Por isso adentrou a estranha empresa? Agora não conseguia sair. Ofegava. Já tinha passado por cinco portas. Procurava desesperado a saída. Não achava.
Provavelmente já estava perdendo o horário de entrada na Piatex. Ia levar falta. O desconto no salário. A mãe com as mãos na cintura. O enfermeiro rindo.
Uma luz, um farol, uma lâmpada fraca. Atravessou a grande porta. Alta, cinza. Teve de saltar uma mureta para sair. Viu a Avenida. Estranhou. Carroças, charretes e caminhões de tora.
Não era a Avenida tão sua conhecida. De sua infância. Por onde ia à escola. À praça. Estava mudada. Homens de ternos nos bares anunciando lotes de terra. Lojas grandes que ele nunca tinha visto. Pernambucanas, Buri, Riachuelo.
Apavorado. Encostou-se ao muro mais próximo. Esperava alguma bronca? O enfermeiro? Através do medo, observou na outra esquina, um movimento. Jovens assoviavam e se punham a correr maravilhados. Em disparada. Em gargalhadas.
Atrás deles, perseguindo-os um homem trajado com um uniforme de guerra, bem gasto pelo tempo. E seu cachorro preto. O lobo.
É que os assovios dos jovens pareciam tiros e mísseis de guerra na cabeça daquele senhor.
O Homem do Lobo ao vê-lo, encostado ao muro, não tinha condições de distinguir João Juvêncio dos jovens que o atormentavam assoviavando e, de braços erguidos, transtornado, partiu para cima do rapazinho.

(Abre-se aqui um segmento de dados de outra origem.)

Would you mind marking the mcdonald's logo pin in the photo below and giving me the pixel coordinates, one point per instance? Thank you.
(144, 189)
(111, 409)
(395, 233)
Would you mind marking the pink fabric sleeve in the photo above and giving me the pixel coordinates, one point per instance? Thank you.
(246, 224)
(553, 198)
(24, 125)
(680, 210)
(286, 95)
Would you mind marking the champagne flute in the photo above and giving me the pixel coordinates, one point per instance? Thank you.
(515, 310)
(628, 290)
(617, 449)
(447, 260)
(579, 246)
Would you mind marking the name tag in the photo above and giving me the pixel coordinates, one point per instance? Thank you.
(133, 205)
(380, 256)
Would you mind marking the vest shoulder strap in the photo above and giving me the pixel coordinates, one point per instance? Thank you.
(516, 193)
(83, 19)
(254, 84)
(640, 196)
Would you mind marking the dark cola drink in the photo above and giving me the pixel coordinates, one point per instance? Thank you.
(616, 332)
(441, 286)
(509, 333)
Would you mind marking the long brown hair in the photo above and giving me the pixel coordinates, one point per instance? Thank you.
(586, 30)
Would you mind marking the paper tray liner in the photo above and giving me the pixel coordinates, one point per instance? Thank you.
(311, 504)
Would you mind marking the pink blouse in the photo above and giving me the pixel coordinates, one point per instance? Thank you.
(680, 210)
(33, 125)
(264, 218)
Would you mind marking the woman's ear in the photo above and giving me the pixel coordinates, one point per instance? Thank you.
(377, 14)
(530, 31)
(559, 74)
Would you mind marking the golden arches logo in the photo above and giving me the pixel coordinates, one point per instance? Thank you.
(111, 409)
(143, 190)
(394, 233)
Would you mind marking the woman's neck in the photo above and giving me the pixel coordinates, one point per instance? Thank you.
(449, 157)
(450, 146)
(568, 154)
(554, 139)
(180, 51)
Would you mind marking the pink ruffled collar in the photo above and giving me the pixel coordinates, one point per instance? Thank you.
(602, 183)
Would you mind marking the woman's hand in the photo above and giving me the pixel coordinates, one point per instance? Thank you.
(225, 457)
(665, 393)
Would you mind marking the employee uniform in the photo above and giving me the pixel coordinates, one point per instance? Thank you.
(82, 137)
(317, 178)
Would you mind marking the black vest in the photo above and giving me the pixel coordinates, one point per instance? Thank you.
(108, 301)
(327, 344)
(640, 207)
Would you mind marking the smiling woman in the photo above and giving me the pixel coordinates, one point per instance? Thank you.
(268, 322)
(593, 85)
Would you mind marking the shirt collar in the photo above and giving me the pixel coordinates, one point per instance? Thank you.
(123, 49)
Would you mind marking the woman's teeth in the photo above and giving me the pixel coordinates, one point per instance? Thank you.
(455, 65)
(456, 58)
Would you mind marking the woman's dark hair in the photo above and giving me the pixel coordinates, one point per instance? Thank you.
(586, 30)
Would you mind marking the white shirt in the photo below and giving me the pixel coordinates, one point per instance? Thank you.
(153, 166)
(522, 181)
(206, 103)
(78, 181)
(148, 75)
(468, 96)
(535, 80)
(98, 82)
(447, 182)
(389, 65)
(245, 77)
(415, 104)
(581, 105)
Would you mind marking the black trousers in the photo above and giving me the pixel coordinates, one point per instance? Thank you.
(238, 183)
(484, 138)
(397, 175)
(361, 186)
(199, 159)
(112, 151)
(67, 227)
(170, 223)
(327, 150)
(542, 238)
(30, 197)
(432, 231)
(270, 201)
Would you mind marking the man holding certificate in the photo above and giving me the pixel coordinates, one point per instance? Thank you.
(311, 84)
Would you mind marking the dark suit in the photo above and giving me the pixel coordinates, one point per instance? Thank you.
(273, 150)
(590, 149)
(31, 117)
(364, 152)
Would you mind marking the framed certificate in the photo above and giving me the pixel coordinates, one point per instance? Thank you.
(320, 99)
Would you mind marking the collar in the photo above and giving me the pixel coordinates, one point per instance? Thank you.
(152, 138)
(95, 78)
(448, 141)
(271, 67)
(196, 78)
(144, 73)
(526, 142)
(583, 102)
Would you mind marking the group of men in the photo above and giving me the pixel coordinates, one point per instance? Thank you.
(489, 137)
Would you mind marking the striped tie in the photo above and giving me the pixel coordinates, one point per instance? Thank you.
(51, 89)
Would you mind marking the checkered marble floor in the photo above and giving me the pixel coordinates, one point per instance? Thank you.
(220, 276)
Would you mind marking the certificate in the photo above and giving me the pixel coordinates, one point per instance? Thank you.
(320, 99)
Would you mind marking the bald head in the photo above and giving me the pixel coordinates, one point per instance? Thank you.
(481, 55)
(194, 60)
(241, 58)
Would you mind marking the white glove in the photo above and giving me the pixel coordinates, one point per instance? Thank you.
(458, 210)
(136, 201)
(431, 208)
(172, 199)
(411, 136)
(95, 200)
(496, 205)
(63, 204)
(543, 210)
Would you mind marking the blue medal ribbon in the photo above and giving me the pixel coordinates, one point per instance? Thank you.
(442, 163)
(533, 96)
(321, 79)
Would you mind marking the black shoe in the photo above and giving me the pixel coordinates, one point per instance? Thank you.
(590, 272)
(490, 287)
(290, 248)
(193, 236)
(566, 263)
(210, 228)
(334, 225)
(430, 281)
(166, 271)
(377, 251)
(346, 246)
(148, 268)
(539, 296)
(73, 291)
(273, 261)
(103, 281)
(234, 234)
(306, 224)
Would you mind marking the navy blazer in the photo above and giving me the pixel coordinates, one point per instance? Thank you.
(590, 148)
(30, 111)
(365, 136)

João Juvêncio, no desespero da hora, no momento, com medo do Homem do Lobo, tentou atravessar correndo a Avenida. Não deu tempo. Um caminhão, destes que transportam toras, buzinou. Tão alto, tão alto, tão alto. Ainda deu tempo par João Juvêncio ver o enfermeiro manobrando o volante do caminhão, tentando frear.
Nunca, na vida, João Juvêncio aceitou que aquela buzina que o aterrorizou tinha sido a sirene da Piatex chamando todos para entrar. Primeiro aviso.
Por dias, por anos, João Juvêncio procurou a empresa pela qual entrara naquela manhã e se perdera dentro dela. Nunca descobriu nada. Até que um dia reapareceu na cidade um antigo colega de todos, muito conhecido. Tinha desaparecido sem deixar pistas. E quando ele tentava explicar o que tinha lhe acontecido, todos zuavam. Só João Juvêncio entendia.